Introducing SDK 0.6 Notebook Development
Tecton 0.6 is now released! It comes packed with major new capabilities designed to dramatically speed up the feature development process, help build better features, and integrate streaming data easier than ever before!
For a full list of updates and instructions on upgrading, refer to the Tecton 0.6 Release Notes. The release includes the following key features:
- Notebook-Driven Development: Tecton 0.6 introduces a notebook-centric workflow to develop production-ready ML features iteratively directly in a notebook. This new workflow bridges development and production environments in a completely novel way. Previously, Tecton feature pipelines could only be tested with Tecton after deploying them with Tecton’s CLI. Now Data Scientists, Data Engineers, and ML Engineers can leverage Tecton’s entire feature engineering framework in their core modeling workflow without leaving their notebooks. When it comes time to productionize, the tested feature definitions can be copied into a repo and pushed to production in a single step. This unique approach offers speed and flexibility in feature development while preserving the productionization best practices of a GitOps workflow like “features-as-code”, version control, and CI/CD.

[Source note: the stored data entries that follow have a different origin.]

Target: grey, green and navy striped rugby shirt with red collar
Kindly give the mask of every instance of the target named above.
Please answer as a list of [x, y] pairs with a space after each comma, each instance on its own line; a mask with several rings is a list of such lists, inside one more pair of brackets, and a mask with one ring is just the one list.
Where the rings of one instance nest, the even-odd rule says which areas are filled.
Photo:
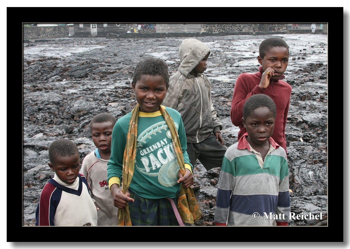
[[[225, 153], [216, 199], [216, 225], [287, 226], [290, 200], [286, 152], [270, 137], [270, 149], [262, 161], [247, 136], [245, 133]], [[260, 215], [257, 220], [252, 217], [255, 212]], [[265, 213], [272, 215], [264, 219]], [[273, 214], [281, 215], [269, 219]]]

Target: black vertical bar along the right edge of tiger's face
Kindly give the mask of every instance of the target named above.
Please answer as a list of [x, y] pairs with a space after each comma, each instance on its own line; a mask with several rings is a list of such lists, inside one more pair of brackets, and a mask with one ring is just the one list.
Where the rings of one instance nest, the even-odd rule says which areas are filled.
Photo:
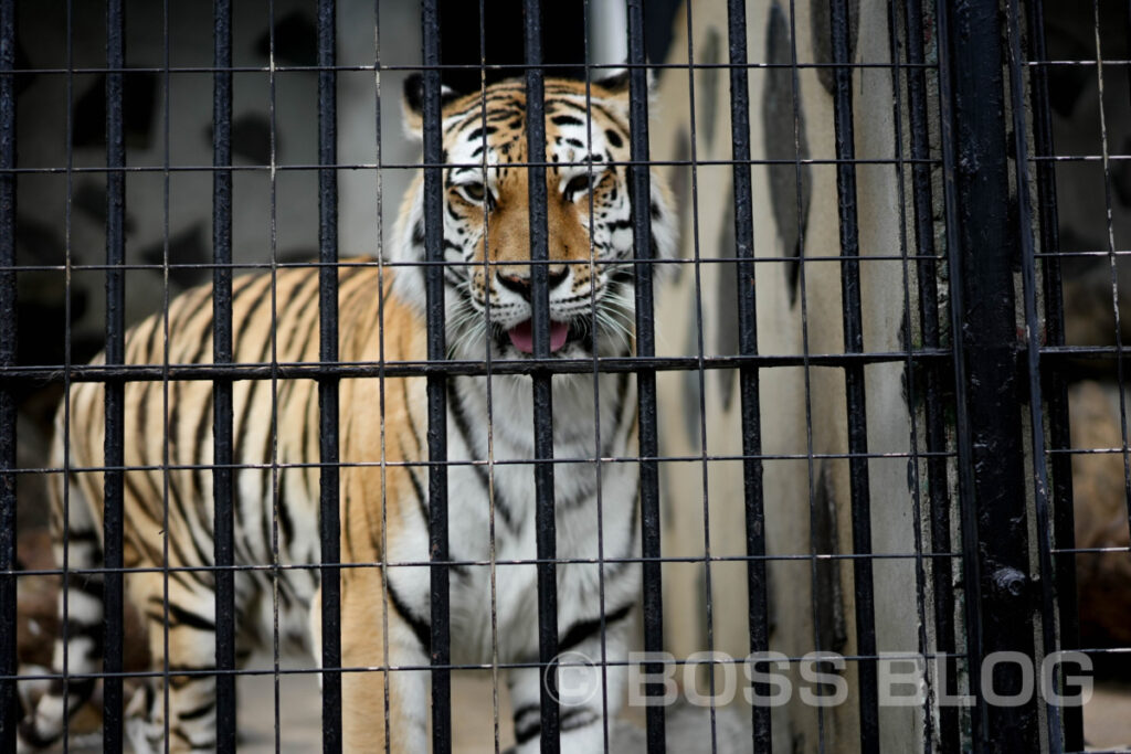
[[[636, 253], [636, 338], [637, 355], [654, 356], [656, 332], [653, 321], [651, 259], [651, 174], [648, 165], [648, 73], [644, 44], [644, 0], [627, 0], [629, 34], [629, 140], [631, 166], [629, 191], [632, 200], [632, 240]], [[659, 547], [659, 465], [658, 432], [656, 426], [656, 372], [641, 366], [637, 370], [637, 400], [640, 430], [640, 553], [644, 579], [644, 649], [661, 652], [664, 649], [664, 600]], [[648, 665], [648, 674], [661, 668]], [[648, 696], [663, 696], [661, 683], [649, 683]], [[648, 751], [658, 754], [666, 749], [664, 708], [648, 707]]]

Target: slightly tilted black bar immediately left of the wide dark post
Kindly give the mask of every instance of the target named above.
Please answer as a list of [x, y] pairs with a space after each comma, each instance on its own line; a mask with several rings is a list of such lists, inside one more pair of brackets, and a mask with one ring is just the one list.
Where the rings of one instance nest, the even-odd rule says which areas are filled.
[[[920, 260], [916, 265], [918, 281], [918, 321], [923, 345], [938, 348], [940, 345], [939, 327], [939, 285], [938, 265], [934, 261], [936, 249], [934, 243], [934, 207], [931, 188], [931, 168], [924, 162], [931, 156], [930, 125], [927, 112], [926, 71], [922, 68], [924, 53], [923, 0], [907, 0], [904, 6], [906, 35], [907, 92], [912, 156], [912, 190], [915, 213], [915, 252]], [[931, 364], [916, 359], [923, 369], [924, 414], [926, 452], [927, 495], [930, 499], [931, 548], [934, 552], [950, 552], [950, 483], [947, 473], [947, 459], [934, 456], [947, 449], [947, 424], [942, 391], [944, 374]], [[913, 405], [914, 410], [914, 405]], [[953, 575], [949, 563], [935, 563], [931, 569], [931, 583], [934, 601], [935, 645], [940, 652], [955, 652], [955, 608]], [[943, 683], [941, 694], [957, 693], [952, 684], [958, 678], [957, 667], [949, 657], [944, 660]], [[958, 751], [959, 728], [958, 710], [950, 704], [939, 708], [939, 748], [943, 752]]]

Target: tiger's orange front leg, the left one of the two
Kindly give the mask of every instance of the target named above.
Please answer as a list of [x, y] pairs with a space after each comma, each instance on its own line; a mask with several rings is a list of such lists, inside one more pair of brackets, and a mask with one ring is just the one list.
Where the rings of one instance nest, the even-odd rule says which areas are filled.
[[[342, 737], [346, 752], [395, 754], [428, 751], [428, 673], [402, 670], [428, 665], [412, 627], [387, 604], [388, 655], [378, 569], [346, 569], [342, 575], [342, 666], [391, 668], [342, 674]], [[313, 651], [321, 657], [321, 589], [311, 605]], [[388, 727], [387, 727], [388, 726]]]

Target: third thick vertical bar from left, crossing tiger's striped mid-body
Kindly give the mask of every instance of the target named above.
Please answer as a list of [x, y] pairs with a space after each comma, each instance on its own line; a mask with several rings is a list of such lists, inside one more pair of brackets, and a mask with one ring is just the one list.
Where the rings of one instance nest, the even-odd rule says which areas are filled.
[[[213, 362], [232, 363], [232, 5], [213, 5]], [[235, 752], [235, 514], [232, 381], [213, 384], [213, 504], [216, 562], [216, 748]]]

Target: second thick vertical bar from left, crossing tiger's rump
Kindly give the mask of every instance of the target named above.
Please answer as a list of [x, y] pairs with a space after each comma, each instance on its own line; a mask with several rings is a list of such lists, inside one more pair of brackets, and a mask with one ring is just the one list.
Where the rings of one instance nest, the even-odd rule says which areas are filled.
[[[123, 0], [106, 0], [106, 364], [126, 356], [126, 138], [122, 89], [126, 66]], [[122, 671], [122, 484], [124, 460], [124, 392], [121, 378], [106, 381], [104, 444], [103, 553], [105, 558], [105, 633], [103, 669]], [[103, 679], [103, 749], [122, 746], [122, 678]]]

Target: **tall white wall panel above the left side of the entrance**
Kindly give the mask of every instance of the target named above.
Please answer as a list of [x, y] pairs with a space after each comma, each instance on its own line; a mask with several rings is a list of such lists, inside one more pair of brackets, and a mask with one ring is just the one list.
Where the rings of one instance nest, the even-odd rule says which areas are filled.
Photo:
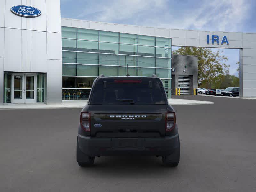
[[4, 30], [4, 71], [21, 71], [21, 29]]

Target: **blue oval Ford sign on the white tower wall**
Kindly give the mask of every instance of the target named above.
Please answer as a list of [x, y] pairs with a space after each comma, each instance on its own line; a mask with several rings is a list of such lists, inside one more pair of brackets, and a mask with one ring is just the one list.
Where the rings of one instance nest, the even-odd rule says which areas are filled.
[[21, 17], [38, 17], [41, 11], [35, 7], [26, 5], [16, 5], [11, 8], [11, 12]]

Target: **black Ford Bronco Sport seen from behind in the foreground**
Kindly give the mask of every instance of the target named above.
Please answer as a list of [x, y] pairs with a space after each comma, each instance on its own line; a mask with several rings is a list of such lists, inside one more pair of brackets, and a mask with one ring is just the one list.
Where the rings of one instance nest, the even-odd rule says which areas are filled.
[[162, 156], [177, 166], [180, 139], [173, 108], [160, 78], [98, 77], [81, 111], [76, 161], [95, 156]]

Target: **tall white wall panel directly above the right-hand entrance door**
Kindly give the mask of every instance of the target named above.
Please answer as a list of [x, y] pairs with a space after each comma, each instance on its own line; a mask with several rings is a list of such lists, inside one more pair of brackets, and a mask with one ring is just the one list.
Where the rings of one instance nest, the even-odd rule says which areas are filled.
[[31, 72], [47, 71], [46, 32], [31, 31]]

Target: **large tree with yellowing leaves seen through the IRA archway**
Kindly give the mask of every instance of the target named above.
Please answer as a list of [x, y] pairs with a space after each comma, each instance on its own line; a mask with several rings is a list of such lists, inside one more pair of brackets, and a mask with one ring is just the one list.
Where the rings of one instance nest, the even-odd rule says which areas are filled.
[[228, 57], [220, 55], [220, 50], [213, 52], [204, 47], [181, 47], [172, 54], [197, 55], [198, 57], [198, 86], [202, 84], [211, 85], [215, 77], [227, 75], [230, 65], [225, 62]]

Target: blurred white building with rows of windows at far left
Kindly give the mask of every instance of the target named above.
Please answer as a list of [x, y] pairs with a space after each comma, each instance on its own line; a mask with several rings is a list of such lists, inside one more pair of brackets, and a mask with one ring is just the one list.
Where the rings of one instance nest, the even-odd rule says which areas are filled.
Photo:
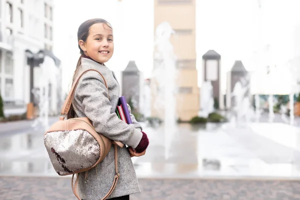
[[[0, 90], [4, 113], [19, 114], [26, 111], [30, 96], [25, 49], [34, 53], [40, 49], [52, 50], [53, 0], [2, 0], [0, 8]], [[59, 73], [61, 69], [53, 70]], [[34, 67], [35, 89], [39, 74], [39, 67]], [[57, 89], [50, 88], [51, 100], [57, 102]], [[52, 104], [50, 109], [56, 112], [57, 104]]]

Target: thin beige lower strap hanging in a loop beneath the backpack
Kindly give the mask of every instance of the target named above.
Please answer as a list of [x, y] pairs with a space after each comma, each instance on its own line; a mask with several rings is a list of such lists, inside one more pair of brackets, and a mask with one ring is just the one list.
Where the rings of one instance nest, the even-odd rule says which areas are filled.
[[[105, 200], [112, 193], [112, 191], [114, 190], [115, 185], [117, 183], [117, 180], [120, 177], [120, 174], [119, 174], [119, 172], [117, 170], [117, 146], [116, 145], [114, 145], [114, 169], [115, 169], [115, 176], [113, 178], [113, 182], [111, 184], [111, 187], [108, 190], [108, 192], [101, 198], [101, 200]], [[79, 175], [77, 174], [77, 177], [76, 177], [76, 180], [75, 180], [75, 185], [73, 184], [74, 175], [75, 174], [72, 175], [72, 179], [71, 179], [72, 190], [73, 190], [73, 193], [76, 196], [76, 198], [78, 200], [81, 200], [81, 198], [79, 197], [78, 192], [77, 192], [78, 176]]]

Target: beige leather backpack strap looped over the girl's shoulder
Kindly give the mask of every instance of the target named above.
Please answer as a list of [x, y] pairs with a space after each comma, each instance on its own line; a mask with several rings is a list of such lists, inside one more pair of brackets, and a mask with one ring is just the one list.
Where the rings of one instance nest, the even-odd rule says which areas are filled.
[[74, 97], [75, 89], [76, 89], [77, 84], [79, 82], [79, 79], [87, 71], [96, 71], [102, 76], [102, 78], [104, 80], [105, 87], [107, 89], [108, 98], [109, 98], [109, 91], [108, 91], [107, 83], [106, 83], [106, 80], [105, 80], [104, 76], [100, 73], [100, 71], [98, 71], [96, 69], [86, 69], [86, 70], [82, 71], [82, 73], [80, 75], [78, 75], [77, 78], [74, 80], [74, 82], [72, 84], [72, 87], [71, 87], [71, 90], [69, 91], [69, 93], [68, 93], [68, 95], [67, 95], [67, 97], [66, 97], [66, 99], [65, 99], [65, 101], [62, 105], [62, 108], [61, 108], [61, 111], [60, 111], [60, 116], [59, 116], [60, 120], [63, 120], [65, 118], [67, 112], [69, 111], [69, 109], [71, 107], [71, 104], [72, 104], [73, 97]]

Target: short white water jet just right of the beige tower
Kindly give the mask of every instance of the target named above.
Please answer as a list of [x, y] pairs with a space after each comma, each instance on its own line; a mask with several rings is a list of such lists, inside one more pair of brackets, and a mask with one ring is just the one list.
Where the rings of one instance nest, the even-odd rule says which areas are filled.
[[213, 94], [212, 94], [212, 84], [210, 81], [205, 81], [201, 85], [200, 90], [200, 112], [199, 116], [207, 117], [209, 113], [213, 112]]

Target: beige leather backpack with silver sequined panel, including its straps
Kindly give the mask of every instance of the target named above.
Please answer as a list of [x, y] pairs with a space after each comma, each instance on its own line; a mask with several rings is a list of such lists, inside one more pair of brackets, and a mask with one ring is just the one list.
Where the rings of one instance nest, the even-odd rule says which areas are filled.
[[75, 183], [73, 184], [74, 174], [79, 172], [85, 172], [87, 174], [89, 169], [96, 167], [97, 164], [106, 157], [111, 145], [114, 145], [115, 176], [111, 188], [106, 195], [101, 198], [102, 200], [106, 199], [111, 194], [120, 176], [117, 171], [117, 146], [122, 147], [123, 143], [119, 141], [112, 141], [104, 135], [96, 132], [87, 117], [65, 119], [66, 114], [70, 109], [78, 81], [80, 77], [89, 70], [97, 71], [102, 76], [107, 88], [106, 81], [98, 70], [84, 70], [73, 82], [71, 90], [69, 91], [61, 108], [59, 120], [54, 122], [45, 132], [43, 139], [50, 161], [57, 174], [73, 174], [71, 186], [74, 195], [79, 200], [81, 200], [81, 198], [77, 193], [78, 175]]

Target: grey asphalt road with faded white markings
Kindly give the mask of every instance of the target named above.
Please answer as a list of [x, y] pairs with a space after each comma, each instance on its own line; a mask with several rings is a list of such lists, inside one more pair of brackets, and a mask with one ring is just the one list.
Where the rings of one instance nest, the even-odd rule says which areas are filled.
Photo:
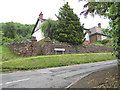
[[2, 74], [2, 88], [65, 88], [86, 75], [117, 65], [117, 60]]

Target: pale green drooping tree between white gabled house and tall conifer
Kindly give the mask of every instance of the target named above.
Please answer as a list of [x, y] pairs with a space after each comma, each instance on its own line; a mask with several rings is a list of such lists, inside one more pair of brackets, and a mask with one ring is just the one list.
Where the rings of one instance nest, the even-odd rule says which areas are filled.
[[51, 40], [55, 38], [55, 31], [57, 30], [57, 21], [48, 19], [42, 25], [41, 29], [45, 38], [49, 37]]

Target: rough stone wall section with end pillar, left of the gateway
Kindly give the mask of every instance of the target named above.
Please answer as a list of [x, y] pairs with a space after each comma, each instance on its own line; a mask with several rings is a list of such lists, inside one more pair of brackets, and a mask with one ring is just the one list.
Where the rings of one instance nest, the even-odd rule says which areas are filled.
[[8, 44], [8, 47], [13, 52], [22, 57], [36, 56], [37, 55], [37, 40], [32, 37], [30, 41], [13, 42]]

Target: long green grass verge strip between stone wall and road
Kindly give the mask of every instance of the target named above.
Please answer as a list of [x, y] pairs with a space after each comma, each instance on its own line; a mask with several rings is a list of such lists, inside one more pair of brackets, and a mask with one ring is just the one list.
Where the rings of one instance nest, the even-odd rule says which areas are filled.
[[116, 59], [116, 57], [112, 56], [111, 53], [62, 54], [18, 58], [3, 61], [0, 65], [2, 65], [3, 72], [8, 72], [84, 64], [114, 59]]

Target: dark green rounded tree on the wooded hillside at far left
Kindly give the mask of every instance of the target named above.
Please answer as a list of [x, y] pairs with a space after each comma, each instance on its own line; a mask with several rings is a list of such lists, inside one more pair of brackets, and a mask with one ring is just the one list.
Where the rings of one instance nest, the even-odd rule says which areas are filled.
[[15, 38], [16, 31], [17, 29], [13, 22], [7, 22], [3, 28], [4, 36], [8, 38]]

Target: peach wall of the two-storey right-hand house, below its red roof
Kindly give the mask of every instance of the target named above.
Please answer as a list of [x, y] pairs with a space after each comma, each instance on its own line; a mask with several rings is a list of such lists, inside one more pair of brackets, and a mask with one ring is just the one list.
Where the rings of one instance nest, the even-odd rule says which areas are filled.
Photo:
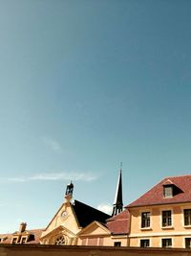
[[[162, 238], [172, 238], [172, 247], [184, 247], [184, 239], [191, 237], [191, 226], [184, 226], [183, 209], [191, 209], [191, 204], [159, 205], [130, 209], [130, 246], [139, 246], [140, 239], [150, 239], [150, 246], [161, 247]], [[172, 227], [162, 227], [161, 212], [172, 211]], [[141, 213], [151, 212], [150, 228], [141, 228]]]

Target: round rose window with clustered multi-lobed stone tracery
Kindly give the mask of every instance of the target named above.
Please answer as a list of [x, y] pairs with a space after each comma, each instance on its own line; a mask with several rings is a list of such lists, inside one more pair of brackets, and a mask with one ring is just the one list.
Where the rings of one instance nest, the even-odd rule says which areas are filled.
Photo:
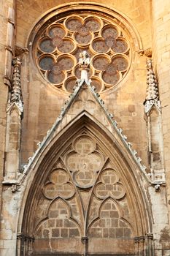
[[49, 83], [72, 92], [83, 50], [90, 55], [88, 77], [97, 91], [116, 86], [128, 72], [131, 50], [125, 31], [100, 15], [70, 15], [47, 26], [36, 41], [36, 64]]

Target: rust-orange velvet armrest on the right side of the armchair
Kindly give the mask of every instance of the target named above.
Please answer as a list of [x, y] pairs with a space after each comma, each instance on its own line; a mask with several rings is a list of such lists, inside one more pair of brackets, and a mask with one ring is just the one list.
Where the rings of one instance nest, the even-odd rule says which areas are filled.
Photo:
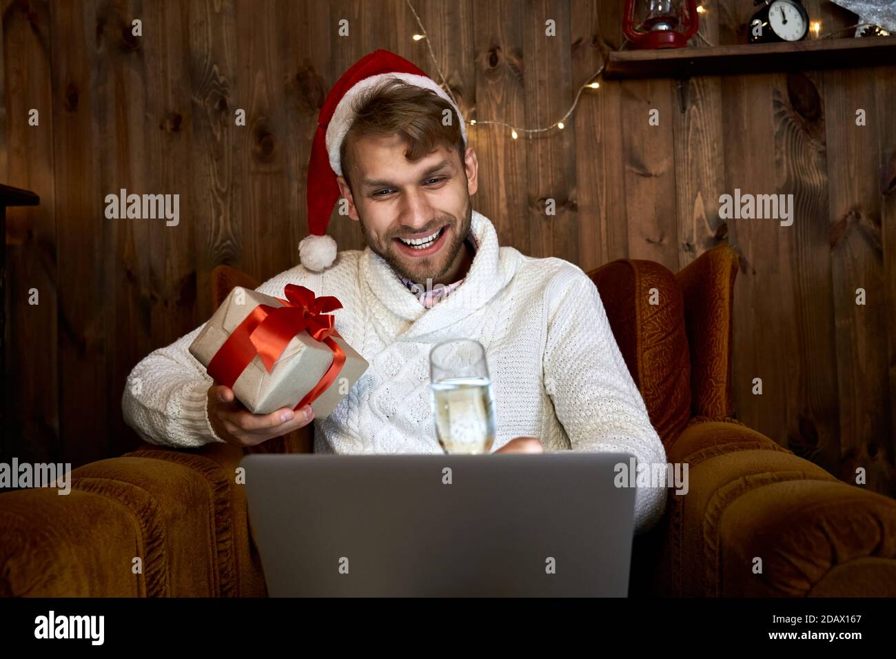
[[733, 420], [695, 419], [668, 460], [689, 482], [659, 536], [663, 594], [896, 595], [896, 501]]

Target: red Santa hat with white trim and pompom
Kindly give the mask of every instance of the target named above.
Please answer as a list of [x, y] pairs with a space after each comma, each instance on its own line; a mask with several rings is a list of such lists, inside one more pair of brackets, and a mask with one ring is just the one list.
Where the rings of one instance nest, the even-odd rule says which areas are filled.
[[463, 143], [467, 143], [467, 126], [464, 125], [461, 110], [432, 78], [404, 57], [388, 50], [375, 50], [361, 57], [333, 85], [317, 117], [306, 188], [308, 229], [311, 235], [298, 244], [299, 260], [309, 270], [324, 270], [336, 258], [336, 241], [326, 235], [326, 230], [333, 206], [340, 197], [336, 182], [336, 177], [342, 176], [340, 146], [355, 122], [355, 101], [362, 91], [388, 78], [397, 78], [401, 82], [435, 91], [447, 100], [461, 122]]

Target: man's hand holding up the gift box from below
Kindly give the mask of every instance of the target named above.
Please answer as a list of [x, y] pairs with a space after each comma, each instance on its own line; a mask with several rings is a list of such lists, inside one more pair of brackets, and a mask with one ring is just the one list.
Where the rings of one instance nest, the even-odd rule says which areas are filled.
[[237, 401], [233, 389], [224, 385], [209, 387], [208, 398], [211, 427], [218, 437], [237, 447], [254, 447], [302, 428], [314, 419], [311, 405], [296, 411], [284, 407], [270, 414], [253, 414]]

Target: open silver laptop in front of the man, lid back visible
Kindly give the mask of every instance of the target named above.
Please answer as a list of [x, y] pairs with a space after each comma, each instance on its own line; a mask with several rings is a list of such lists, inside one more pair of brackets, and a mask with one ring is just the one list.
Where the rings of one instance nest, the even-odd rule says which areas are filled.
[[272, 597], [625, 597], [628, 455], [247, 455]]

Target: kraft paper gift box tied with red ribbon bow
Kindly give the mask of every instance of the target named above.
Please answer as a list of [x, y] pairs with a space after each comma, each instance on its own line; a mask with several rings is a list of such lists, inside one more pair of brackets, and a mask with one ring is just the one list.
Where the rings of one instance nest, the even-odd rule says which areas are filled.
[[284, 294], [280, 299], [237, 286], [190, 353], [250, 412], [310, 403], [314, 418], [324, 419], [368, 364], [333, 326], [328, 312], [342, 307], [338, 299], [315, 298], [312, 290], [295, 284]]

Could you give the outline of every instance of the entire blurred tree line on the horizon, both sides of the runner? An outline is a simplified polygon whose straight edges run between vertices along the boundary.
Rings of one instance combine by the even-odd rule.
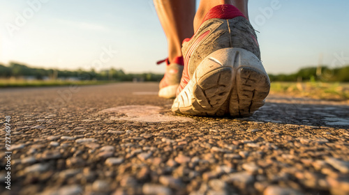
[[[126,74],[123,70],[101,70],[96,72],[91,69],[86,70],[57,70],[30,68],[27,65],[11,62],[10,65],[0,64],[0,78],[10,77],[34,77],[35,79],[79,79],[79,80],[115,80],[115,81],[160,81],[163,78],[161,74],[142,73]],[[349,82],[349,65],[339,68],[309,67],[302,68],[298,72],[286,75],[270,74],[271,81],[339,81]]]

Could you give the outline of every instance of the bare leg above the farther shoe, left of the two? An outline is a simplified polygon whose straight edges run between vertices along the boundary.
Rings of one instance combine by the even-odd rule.
[[[158,18],[168,40],[168,59],[181,54],[181,42],[193,36],[195,0],[154,0]]]

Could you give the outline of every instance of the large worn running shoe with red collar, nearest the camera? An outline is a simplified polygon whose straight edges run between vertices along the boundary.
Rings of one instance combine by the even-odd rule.
[[[182,45],[184,72],[172,111],[196,116],[251,116],[262,107],[270,81],[257,36],[232,5],[209,10]]]

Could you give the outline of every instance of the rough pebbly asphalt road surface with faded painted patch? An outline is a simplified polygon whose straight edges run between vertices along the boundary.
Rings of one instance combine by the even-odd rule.
[[[193,117],[157,90],[0,89],[0,194],[349,194],[348,102],[269,95],[250,118]]]

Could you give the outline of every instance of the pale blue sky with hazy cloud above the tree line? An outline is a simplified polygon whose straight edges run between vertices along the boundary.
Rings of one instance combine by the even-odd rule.
[[[167,57],[167,45],[151,0],[41,1],[0,0],[0,63],[164,72],[155,62]],[[344,0],[250,0],[267,72],[317,65],[320,55],[327,65],[342,65],[342,55],[349,63],[348,8]]]

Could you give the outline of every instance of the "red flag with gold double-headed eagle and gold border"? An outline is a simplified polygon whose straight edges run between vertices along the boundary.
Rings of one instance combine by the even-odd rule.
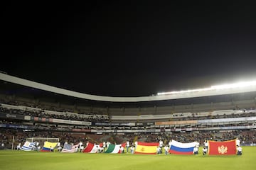
[[[208,154],[236,154],[235,140],[223,142],[208,140]]]

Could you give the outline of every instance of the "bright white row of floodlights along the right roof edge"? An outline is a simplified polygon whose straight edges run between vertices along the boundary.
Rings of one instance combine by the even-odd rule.
[[[157,95],[186,94],[186,93],[200,92],[200,91],[212,91],[212,90],[243,88],[243,87],[247,87],[247,86],[256,86],[256,81],[247,81],[247,82],[239,82],[239,83],[235,83],[235,84],[216,85],[216,86],[210,86],[208,88],[203,88],[203,89],[192,89],[192,90],[185,90],[185,91],[161,92],[161,93],[157,93]]]

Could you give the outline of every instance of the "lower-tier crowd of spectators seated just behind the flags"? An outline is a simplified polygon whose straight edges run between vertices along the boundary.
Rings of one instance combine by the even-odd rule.
[[[197,141],[200,145],[203,145],[205,140],[225,141],[234,140],[239,138],[241,145],[256,144],[256,131],[255,130],[233,130],[233,131],[210,131],[210,132],[174,132],[172,134],[125,134],[125,135],[96,135],[96,134],[85,134],[85,133],[73,133],[73,132],[53,132],[53,131],[32,131],[24,132],[14,128],[0,128],[0,142],[5,148],[11,148],[13,142],[14,146],[18,143],[26,142],[28,137],[48,137],[48,138],[59,138],[60,143],[64,142],[84,142],[87,141],[99,144],[103,141],[109,141],[115,144],[121,144],[126,141],[134,142],[134,140],[142,142],[159,142],[164,141],[164,144],[168,144],[170,140],[176,140],[179,142],[194,142]],[[13,141],[14,140],[14,141]]]

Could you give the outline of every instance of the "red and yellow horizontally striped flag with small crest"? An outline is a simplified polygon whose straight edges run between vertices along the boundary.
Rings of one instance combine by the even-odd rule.
[[[134,154],[156,154],[159,142],[138,142]]]

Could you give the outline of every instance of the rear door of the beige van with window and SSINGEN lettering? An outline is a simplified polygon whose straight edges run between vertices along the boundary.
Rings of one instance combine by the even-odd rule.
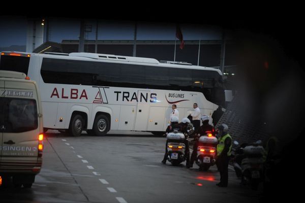
[[[30,170],[38,161],[38,101],[34,83],[5,81],[2,169]]]

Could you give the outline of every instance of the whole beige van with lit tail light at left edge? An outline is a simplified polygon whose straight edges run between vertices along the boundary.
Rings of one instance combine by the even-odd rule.
[[[0,179],[32,187],[42,165],[42,132],[36,82],[24,73],[0,71]]]

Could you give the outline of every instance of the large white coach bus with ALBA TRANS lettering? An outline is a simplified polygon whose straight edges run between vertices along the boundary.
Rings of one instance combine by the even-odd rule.
[[[163,133],[172,104],[179,120],[197,103],[211,115],[224,106],[222,73],[185,62],[95,53],[1,53],[0,70],[38,83],[44,130],[103,136],[109,130]]]

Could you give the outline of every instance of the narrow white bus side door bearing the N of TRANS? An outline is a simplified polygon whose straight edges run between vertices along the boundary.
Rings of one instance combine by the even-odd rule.
[[[147,128],[147,120],[149,114],[149,99],[150,91],[138,90],[138,103],[137,103],[137,113],[136,122],[134,130],[143,130]]]

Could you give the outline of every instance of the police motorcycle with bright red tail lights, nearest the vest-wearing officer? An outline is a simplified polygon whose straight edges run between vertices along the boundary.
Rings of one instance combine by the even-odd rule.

from tecton import Entity, BatchSource, FileConfig, batch_feature_view, FilteredSource
from datetime import datetime, timedelta
# Fetch the workspace
ws = tecton.get_workspace("prod")
# Fetch objects from the workspace
user = ws.get_entity("user")
user_sign_ups = ws.get_data_source("user_sign_ups")
# Use those objects as dependencies and define objects in a notebook
@batch_feature_view(
sources=[FilteredSource(user_sign_ups)],
entities=[user],
mode="spark_sql",
batch_schedule=timedelta(days=1),
ttl=timedelta(days=3650),
)
def user_credit_card_issuer(user_sign_ups):
return f"""
SELECT
user_id,
signup_timestamp,
CASE SUBSTRING(CAST(cc_num AS STRING), 0, 1)
WHEN '3' THEN 'AmEx'
WHEN '4' THEN 'Visa'
WHEN '5' THEN 'MasterCard'
WHEN '6' THEN 'Discover'
ELSE 'other'
END as credit_card_issuer
FROM
{user_sign_ups}
"""
# Validate objects interactively
user_credit_card_issuer.validate()
- New Aggregations: Tecton’s feature engineering framework makes it easy to express and efficiently compute time-windowed aggregation features in batch and streaming pipelines, down to single-digit second freshness. Tecton 0.6 adds First-N, First-N Distinct, and Last-N to a robust set of built-in aggregations, including Count, Min, Max, Mean, Sum, StdDev, Variance, and Last-N Distinct. The time window aggregations are guaranteed to be consistent across the offline and online environments.
- Stream Ingest API (Private Preview): Tecton’s new Stream Ingest API in 0.6 makes publishing real-time data to the Feature Store from any stream or micro-service easy – you can do it via a simple HTTP API call! Tecton makes ingested data available both for online serving and for offline training data generation. Tecton’s Stream Ingest API is fully serverless, and offers sub-100ms ingestion latencies into the online store. The API is fully compatible with Tecton’s aggregations framework – this means that Tecton can even calculate aggregations on top of ingested real-time data.
- Faster data ingestion for Stream Feature Views: Fresh feature data can meaningfully increase the accuracy of real-time machine learning applications. Tecton 0.6 extends continuous processing mode to all Streaming Feature Views, delivering single-digit second freshness for all streaming features.
- Query Debugging Tools: Tecton 0.6 brings new explainability and debugging capabilities to the feature development process. For any query via Tecton’s SDK, users can print a query tree using .explain() and step through it to inspect data and diagnose slow queries or queries that return unexpected data.
- Tecton Access Control and Service Account CLI Commands: The new tecton access-control and tecton service-account commands provide new options for managing Tecton Access Controls through the CLI. You can now view, assign, and remove roles directly from your terminal. This can be particularly powerful if combined with CI/CD pipelines.
- Additional compatibility in Tecton 0.6: This release is also compatible with Databricks Runtime 10.4 LTS (including support for Spark 3.2.1 and Amazon EMR release 6.7.0 which offers additional resources and reading for this release.
With these new capabilities in Tecton 0.6, companies can now approach feature engineering even more efficiently, making it easier to work with the best data source for a given use case, from fraud detection to dynamic pricing, to whichever challenge your team is looking to tackle next.